= William Barker Daniel =

British cleric and writer (1754–1833)

William Barker Daniel (1754–1833) was an English cleric and writer on field sports.

==Life==
The son of William Daniel, an attorney, he was born in Colchester. He was educated at Felsted School and Christ's College, Cambridge, earning his B.A. in 1787 and his M.A. in 1790. He was never beneficed. Although he took holy orders in the Church of England, his name is not in Richard Gilbert's List of Beneficed Clergy (1829). He did receive an appointment as private chaplain to the Prince of Wales, in 1788, which he is thought to have retained for most of his life.

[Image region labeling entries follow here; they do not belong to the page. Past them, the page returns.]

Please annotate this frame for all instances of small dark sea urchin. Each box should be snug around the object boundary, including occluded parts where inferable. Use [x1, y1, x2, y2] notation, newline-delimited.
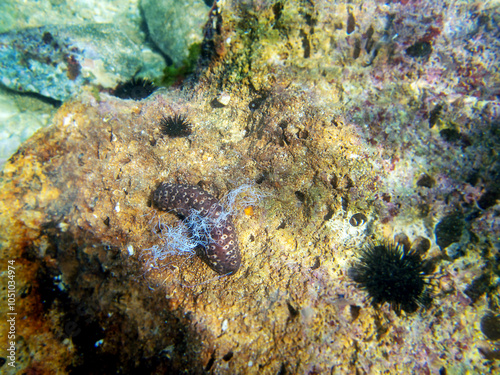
[111, 78, 157, 100]
[349, 243, 432, 314]
[160, 114, 191, 138]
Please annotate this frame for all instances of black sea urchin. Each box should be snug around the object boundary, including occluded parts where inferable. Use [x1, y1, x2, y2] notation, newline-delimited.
[349, 243, 431, 314]
[160, 115, 191, 138]
[111, 78, 157, 100]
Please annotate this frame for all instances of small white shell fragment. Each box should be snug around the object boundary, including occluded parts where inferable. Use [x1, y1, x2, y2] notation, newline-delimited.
[127, 245, 134, 256]
[217, 91, 231, 106]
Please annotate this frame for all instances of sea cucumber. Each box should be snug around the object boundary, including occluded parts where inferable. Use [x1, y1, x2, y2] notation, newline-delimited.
[153, 182, 241, 275]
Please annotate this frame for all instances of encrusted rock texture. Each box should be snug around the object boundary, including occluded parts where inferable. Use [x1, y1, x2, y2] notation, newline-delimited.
[0, 0, 500, 374]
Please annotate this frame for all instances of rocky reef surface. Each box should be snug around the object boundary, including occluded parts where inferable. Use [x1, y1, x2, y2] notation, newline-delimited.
[0, 0, 500, 374]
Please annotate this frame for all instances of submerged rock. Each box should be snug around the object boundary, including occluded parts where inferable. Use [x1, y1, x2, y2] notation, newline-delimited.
[0, 1, 500, 374]
[0, 24, 142, 101]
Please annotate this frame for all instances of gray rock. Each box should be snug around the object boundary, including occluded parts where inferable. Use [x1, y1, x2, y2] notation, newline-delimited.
[0, 24, 142, 101]
[141, 0, 210, 67]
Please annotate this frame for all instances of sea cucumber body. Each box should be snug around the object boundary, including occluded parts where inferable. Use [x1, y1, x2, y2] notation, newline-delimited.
[153, 182, 241, 274]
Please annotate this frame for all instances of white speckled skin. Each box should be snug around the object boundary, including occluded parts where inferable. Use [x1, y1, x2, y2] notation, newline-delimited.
[153, 182, 241, 275]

Daniel indulged in sporting tastes to a degree which shocked even a tolerant age. A correspondent in the Gentleman's Magazine of 1802 wrote of him as "fitter to act the character of Nimrod than that of a dignitary in the church of England". At the end of 1833 he died in Garden Row, within the rules of the King's Bench, where he had resided for 20 years.

==Works==
Daniel's Rural Sports appeared in 2 vols. in 1801, dedicated to Joseph Holden Strutt, M.P., and became a hit with sportsmen of the beginning of the century. The book is a compilation with some original matter. Hunting, coursing, and shooting were fully described with plates. A new edition in 3 vols. was issued in 1812, and a supplementary volume in 1813, dedicated to the Marquis of Blandford, a miscellaneous collection with a bibliography of angling (from Henry Ellis). Ralph Payne-Gallwey noted the book as one of the earliest accounts of shooting wildfowl from a punt.

Besides this, Daniel published in 1822 Plain Thoughts of Former Years upon the Lord's Prayer, in eight discourses.